National park in Thailand

Than Bok Khorani National Park is a marine national park in Krabi province, Thailand. The park is home to islands, caves, rock formations and tropical forests.

==Geography==
Than Bok Khorani National Park is in Ao Luek and Mueang districts of Krabi province. The park headquarters is about 48 km north of the provincial capital Krabi. The park's total area is 103 km2, comprising a number of land sections and islands in the Andaman Sea. The park's karst topography features high cliffs as well as caves. Islands include Ko Hong, Ko Lao Ka and Ko Lao Riam.

==Attractions==
Prehistoric cave art is present in a number of the park's caves, including in Tham Phi Hua To and at Laem Fai Mai. A subterranean river issues from a park cave and features pools of turquoise-coloured waters.

==Flora and fauna==
The park is home to forest types including tropical rainforest, hosting plant species such as Intsia palembanica, Lagerstroemia calyculata, Saraca indica, Salacca wallichiana and Ternstroemia wallichiana. Mangrove forest occurs at Khao Tham Lot Tai and is home to species such as Avicennia alba, Bruguiera cylindrica, Bruguiera parviflora, Rhizophora mucronata, Rhizophora apiculata, Xylocarpus granatum and Xylocarpus moluccensis.

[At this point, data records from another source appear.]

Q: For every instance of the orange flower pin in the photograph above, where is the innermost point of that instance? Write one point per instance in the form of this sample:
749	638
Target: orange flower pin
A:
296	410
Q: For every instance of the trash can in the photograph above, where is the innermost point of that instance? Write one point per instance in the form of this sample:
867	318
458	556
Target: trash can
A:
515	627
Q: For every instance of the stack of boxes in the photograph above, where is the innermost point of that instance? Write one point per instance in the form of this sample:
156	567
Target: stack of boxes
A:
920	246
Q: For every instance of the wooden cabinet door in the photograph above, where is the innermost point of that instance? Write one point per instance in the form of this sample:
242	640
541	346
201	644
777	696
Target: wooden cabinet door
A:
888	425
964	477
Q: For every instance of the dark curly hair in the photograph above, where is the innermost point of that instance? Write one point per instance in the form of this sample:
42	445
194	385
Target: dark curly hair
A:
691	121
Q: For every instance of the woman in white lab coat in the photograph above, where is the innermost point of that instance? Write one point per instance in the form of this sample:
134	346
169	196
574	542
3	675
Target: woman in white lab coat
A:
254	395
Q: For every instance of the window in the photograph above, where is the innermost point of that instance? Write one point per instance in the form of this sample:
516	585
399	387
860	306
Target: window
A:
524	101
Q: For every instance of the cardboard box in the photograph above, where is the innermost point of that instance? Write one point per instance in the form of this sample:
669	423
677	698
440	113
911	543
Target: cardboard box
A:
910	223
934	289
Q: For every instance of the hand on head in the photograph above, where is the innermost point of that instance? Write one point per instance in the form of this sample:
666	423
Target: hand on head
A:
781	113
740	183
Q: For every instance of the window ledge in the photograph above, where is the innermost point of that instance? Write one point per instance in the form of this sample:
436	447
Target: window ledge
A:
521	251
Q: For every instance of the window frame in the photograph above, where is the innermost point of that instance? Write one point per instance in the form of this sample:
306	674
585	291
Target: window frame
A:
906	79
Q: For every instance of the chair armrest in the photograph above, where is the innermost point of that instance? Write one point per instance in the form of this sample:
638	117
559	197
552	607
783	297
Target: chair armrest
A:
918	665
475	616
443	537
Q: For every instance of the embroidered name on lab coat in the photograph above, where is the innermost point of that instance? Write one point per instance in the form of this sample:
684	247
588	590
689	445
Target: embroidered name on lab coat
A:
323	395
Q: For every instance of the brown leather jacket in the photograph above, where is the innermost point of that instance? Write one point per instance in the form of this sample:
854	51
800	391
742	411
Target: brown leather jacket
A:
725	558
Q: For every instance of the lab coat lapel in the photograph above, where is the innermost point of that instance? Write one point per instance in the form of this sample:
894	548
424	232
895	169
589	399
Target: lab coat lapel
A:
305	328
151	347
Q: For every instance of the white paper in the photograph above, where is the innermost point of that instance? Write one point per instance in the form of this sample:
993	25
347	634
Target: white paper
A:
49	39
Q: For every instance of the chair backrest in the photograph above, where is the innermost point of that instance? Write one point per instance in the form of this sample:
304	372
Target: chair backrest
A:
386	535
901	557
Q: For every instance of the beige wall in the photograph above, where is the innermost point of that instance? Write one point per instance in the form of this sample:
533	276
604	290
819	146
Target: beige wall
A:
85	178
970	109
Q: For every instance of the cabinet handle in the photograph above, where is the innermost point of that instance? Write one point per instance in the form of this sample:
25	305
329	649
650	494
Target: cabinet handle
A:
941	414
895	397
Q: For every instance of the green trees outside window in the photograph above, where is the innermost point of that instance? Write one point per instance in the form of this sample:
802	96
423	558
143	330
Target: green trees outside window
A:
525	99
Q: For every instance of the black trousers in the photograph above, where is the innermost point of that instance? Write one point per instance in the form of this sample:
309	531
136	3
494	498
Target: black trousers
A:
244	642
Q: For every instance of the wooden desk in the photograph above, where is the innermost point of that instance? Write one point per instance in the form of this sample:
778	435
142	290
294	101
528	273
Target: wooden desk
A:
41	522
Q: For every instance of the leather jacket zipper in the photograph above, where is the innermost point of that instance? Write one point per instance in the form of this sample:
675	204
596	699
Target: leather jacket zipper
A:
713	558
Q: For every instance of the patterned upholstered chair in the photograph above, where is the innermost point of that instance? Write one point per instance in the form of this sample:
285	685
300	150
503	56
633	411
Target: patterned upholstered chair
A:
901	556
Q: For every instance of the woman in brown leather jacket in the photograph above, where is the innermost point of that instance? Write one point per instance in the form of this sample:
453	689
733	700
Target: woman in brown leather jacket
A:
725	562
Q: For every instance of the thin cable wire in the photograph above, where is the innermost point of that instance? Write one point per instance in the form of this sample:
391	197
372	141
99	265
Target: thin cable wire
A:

The park hosts animals including fishing cat, crab-eating macaque, flying lemur, mouse deer, Malayan porcupine, mongoose, the critcally endangered pangolin and the endangered white handed gibbon and dusky langur. Birds in the park include white-rumped shama, grey wagtail, bulbul, koel and spotted dove. Freshwater fish life includes climbing perch and barb. Marine life includes parrotfish, damselfish and butterflyfish.